Wednesday, February 6, 2013

China gets aggressive

Warships target Japan as standoff intensifies

John Garnaut

The news marks a worrying escalation of a four-month diplomatic and military standoff between Australia's two largest trading partners over disputed islets in the East China Sea.CHINESE warships have aimed missile radars at Japanese military targets in what Japanese Prime Minister Shinzo Abe called ''a dangerous action that could lead to unforeseen consequences''.
''At a time when there were signs that there could be talks between China and Japan, it is extremely regrettable that China should carry out such a one-sided provocation,'' Mr Abe told the Japanese parliament.
Japanese Defence Minister Itsunori Onodera told reporters on Tuesday night a Chinese frigate pointed a missile control radar at the Japanese destroyer Yuudachi on January 30.
He said a Chinese vessel had similarly targeted a Japanese ship-based helicopter two weeks earlier.
''This is extremely abnormal behaviour,'' Mr Onodera said. ''One step in the wrong direction could have pushed things into a dangerous situation.''
China sidestepped the specific Japanese allegations while urging calm. In a statement issued before Japan's accusation, a Chinese foreign ministry spokesman urged Japan ''to stop all provocative actions'' including sending vessels and planes to the Diaoyu Islands, known as Senkaku in Japan.
The US State Department was ''concerned'' about the incident, which might raise risks of an ''incident or miscalculation'', spokeswoman Victoria Nuland said in Washington.
Diplomats and military officials in the US, Japan and China had previously warned that the dispute was only one accident away from open military conflict.
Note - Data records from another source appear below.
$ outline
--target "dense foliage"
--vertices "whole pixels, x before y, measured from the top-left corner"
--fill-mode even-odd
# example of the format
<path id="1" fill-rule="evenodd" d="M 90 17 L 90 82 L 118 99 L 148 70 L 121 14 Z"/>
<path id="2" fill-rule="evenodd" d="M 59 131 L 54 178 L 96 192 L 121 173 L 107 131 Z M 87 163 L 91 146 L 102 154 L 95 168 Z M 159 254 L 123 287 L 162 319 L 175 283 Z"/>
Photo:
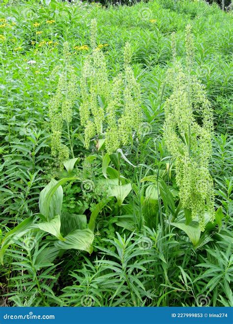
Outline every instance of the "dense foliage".
<path id="1" fill-rule="evenodd" d="M 232 15 L 2 4 L 2 306 L 233 306 Z"/>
But the incident suggests the two regional powers have come closer to live fire than many had feared.
Western military officers and diplomats were seeking more information to determine if the Chinese radar targeting amounted to what is known as ''guide mode'', which implies a missile has been locked onto a target.
''If you are the Japanese captain you would have an incredibly uncomfortable choice to make very quickly,'' said a Western diplomat who has been following the dispute closely. ''You're seconds away if that thing decided to fire.''
Mr Onodera's ambiguous language might also cover practices that fall short of a missile being prepared for firing.
Chinese generals have advocated a tough military stance ever since the Japanese government bought the islands from private Japanese owners in September.
Japanese officials said the nationalisation was intended to calm tensions by preventing the islands falling into the hands of a hawkish politician.